Panic arose between all of us, for a waterfall lay a hundred yards down that separated the two lakes, and in no time we found ourselves in a hormonal storm of emotions. With haste, we violently paddled as hard as our bodies would let us in hopes of reaching the shoreline. In time, we made it. We had no food, no water, and no phone, a hopeless situation at best. The sun grew hotter and the hike back to camp seemed to be a mile’s journey.
We wasted no time to start moving, and once again the ground began to cook our feet like my dad’s grill would cook steaks. Holding the raft above us for shade, we ran down the shoreline of the upper Twin Lake lost and scared. Eventually we came across a nearby trail and it began to take us higher and farther faster, but it soon ended with an abrupt and terrifying edge. We gazed at the water while standing 50 feet above it. It came down to a decision between us, “To jump or not to jump?” we thought. The debate lasted nearly a half hour.
I became impatient. I stood over the edge and prepared myself. The others saw me and quickly began to follow. We counted down from three, but those few seconds lasted an eternity. A sharp pain hit our hearts as they beated furiously. We jumped, all four of us, and as we plummeted down toward earth I could hear the air rush past my ears and I could see myself hitting the water. A constant image in my head.

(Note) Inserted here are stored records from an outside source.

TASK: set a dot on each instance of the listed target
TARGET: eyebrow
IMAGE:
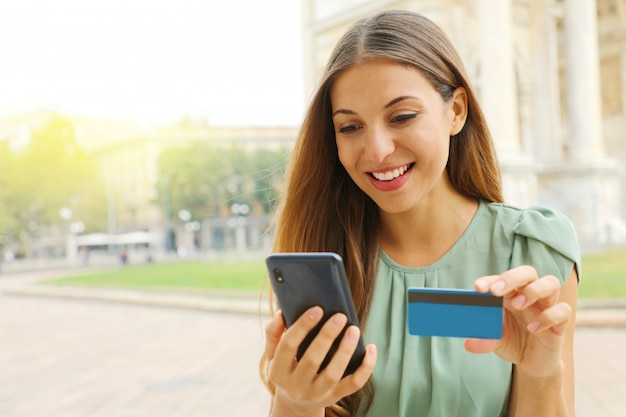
(391, 103)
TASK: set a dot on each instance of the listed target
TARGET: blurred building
(128, 160)
(551, 77)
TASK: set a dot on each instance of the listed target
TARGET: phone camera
(278, 274)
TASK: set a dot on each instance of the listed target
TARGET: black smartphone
(302, 280)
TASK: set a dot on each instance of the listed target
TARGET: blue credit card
(454, 313)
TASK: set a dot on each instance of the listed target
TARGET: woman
(395, 170)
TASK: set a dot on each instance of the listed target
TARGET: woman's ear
(459, 110)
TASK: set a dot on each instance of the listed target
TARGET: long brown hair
(321, 208)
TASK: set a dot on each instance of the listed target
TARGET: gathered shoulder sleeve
(546, 239)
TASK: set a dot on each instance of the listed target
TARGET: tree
(52, 172)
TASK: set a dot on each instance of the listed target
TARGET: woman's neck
(423, 235)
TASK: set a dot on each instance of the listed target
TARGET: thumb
(480, 345)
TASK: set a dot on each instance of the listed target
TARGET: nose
(379, 144)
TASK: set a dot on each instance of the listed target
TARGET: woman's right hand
(300, 390)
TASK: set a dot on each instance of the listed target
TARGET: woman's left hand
(535, 322)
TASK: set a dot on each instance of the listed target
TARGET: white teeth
(389, 175)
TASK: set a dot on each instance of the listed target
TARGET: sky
(231, 62)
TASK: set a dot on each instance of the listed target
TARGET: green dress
(435, 376)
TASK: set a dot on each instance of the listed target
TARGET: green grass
(603, 276)
(193, 275)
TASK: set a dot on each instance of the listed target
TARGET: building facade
(551, 78)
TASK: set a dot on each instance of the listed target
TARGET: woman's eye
(348, 129)
(403, 118)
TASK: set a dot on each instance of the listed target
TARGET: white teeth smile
(390, 175)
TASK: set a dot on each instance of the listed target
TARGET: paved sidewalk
(590, 313)
(77, 352)
(79, 358)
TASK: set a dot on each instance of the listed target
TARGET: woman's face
(392, 130)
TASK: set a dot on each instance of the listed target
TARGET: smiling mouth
(393, 174)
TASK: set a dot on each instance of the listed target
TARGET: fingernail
(498, 287)
(315, 313)
(534, 326)
(518, 302)
(352, 333)
(482, 284)
(339, 320)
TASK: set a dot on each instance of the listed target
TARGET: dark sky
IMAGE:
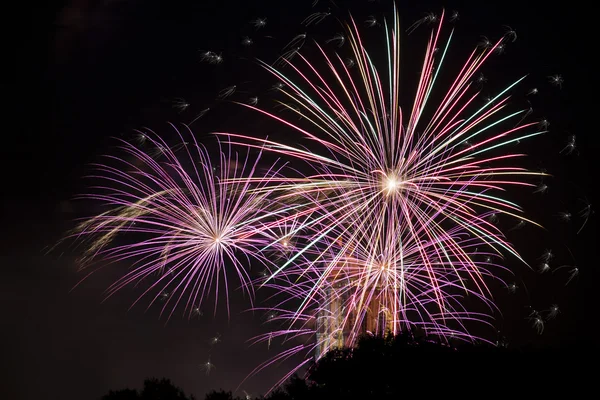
(84, 72)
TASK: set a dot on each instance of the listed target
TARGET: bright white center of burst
(392, 184)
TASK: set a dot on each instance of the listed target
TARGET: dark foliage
(153, 389)
(394, 367)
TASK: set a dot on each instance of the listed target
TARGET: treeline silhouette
(394, 367)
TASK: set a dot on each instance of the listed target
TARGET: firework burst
(402, 190)
(188, 232)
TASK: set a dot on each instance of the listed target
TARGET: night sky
(84, 72)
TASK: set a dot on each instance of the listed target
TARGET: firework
(377, 170)
(186, 232)
(396, 200)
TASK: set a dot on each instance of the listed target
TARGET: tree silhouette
(221, 395)
(154, 389)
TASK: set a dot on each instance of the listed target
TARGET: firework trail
(404, 191)
(187, 232)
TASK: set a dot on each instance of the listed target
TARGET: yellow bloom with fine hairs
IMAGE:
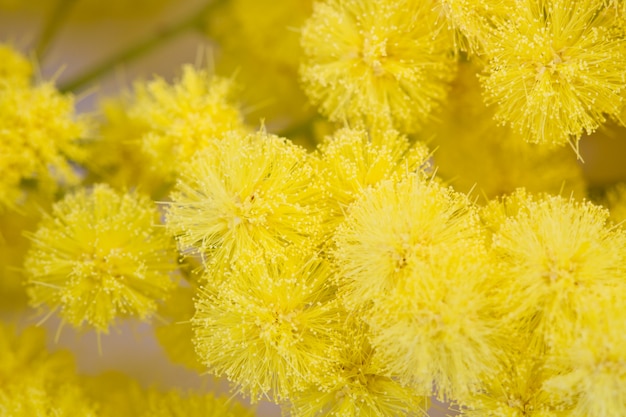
(473, 152)
(555, 68)
(99, 256)
(393, 229)
(357, 383)
(253, 192)
(386, 63)
(40, 134)
(167, 123)
(558, 258)
(354, 159)
(268, 325)
(516, 389)
(437, 330)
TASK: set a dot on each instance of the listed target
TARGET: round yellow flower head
(474, 152)
(559, 259)
(268, 326)
(357, 383)
(555, 68)
(166, 124)
(39, 135)
(393, 229)
(354, 159)
(385, 63)
(100, 256)
(253, 192)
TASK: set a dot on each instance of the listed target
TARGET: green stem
(52, 26)
(141, 48)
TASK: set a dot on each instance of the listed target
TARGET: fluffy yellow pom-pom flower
(438, 329)
(100, 256)
(559, 259)
(269, 325)
(160, 126)
(555, 68)
(393, 229)
(354, 159)
(39, 134)
(246, 193)
(385, 63)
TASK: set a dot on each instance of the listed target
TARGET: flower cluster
(363, 207)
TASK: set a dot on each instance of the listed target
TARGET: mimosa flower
(386, 63)
(555, 69)
(100, 256)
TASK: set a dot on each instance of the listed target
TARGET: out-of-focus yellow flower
(386, 63)
(475, 153)
(255, 34)
(149, 134)
(14, 67)
(555, 68)
(39, 135)
(100, 256)
(34, 382)
(175, 332)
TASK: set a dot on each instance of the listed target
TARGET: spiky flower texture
(555, 68)
(100, 256)
(246, 193)
(384, 63)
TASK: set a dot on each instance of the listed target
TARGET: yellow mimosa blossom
(555, 68)
(475, 153)
(516, 389)
(354, 159)
(253, 192)
(39, 134)
(268, 326)
(255, 34)
(559, 259)
(356, 384)
(166, 124)
(438, 329)
(393, 229)
(386, 63)
(100, 256)
(34, 382)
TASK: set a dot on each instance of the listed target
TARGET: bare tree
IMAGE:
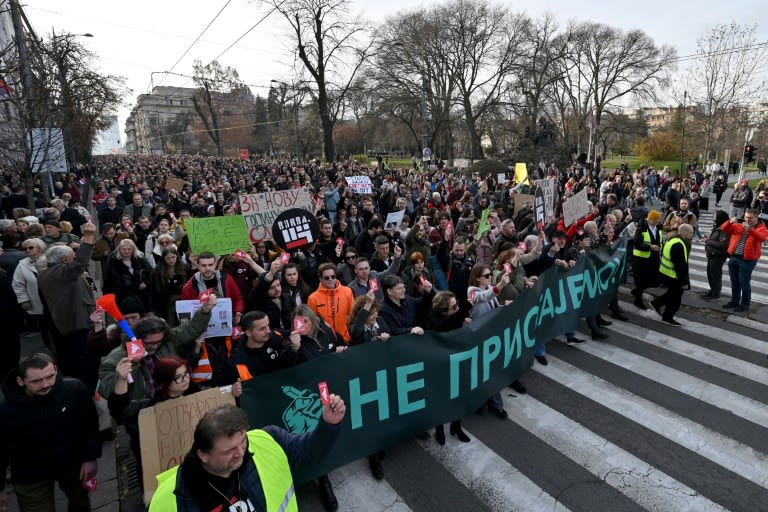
(612, 64)
(482, 51)
(332, 46)
(213, 81)
(722, 81)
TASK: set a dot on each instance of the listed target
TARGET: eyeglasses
(181, 378)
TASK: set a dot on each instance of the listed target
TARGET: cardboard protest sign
(261, 210)
(393, 220)
(174, 183)
(520, 200)
(294, 229)
(359, 184)
(549, 188)
(576, 207)
(220, 323)
(220, 235)
(166, 431)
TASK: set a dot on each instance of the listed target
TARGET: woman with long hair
(444, 316)
(314, 339)
(128, 273)
(165, 284)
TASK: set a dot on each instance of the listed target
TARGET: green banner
(220, 235)
(409, 384)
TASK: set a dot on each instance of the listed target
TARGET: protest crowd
(461, 245)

We shot through the lake like bullets, and I wasted not a single second to swim to shore. What went through my head cannot be explained. I was in a state of being where I had no recognition of what had happened in the last 30 seconds. Nature had taken its toll on my mind, and I couldn’t help but feel scared about my actions. We all ran to the campsite for salvation. When I saw my sister, she had no look of worry or distress about us, and the first and only words she said were “Did you boys have fun?” With the experience gone, I realized that rafting with no experience whatsoever is quite possibly one of the most exciting, painful, and idiotic things one could ever do.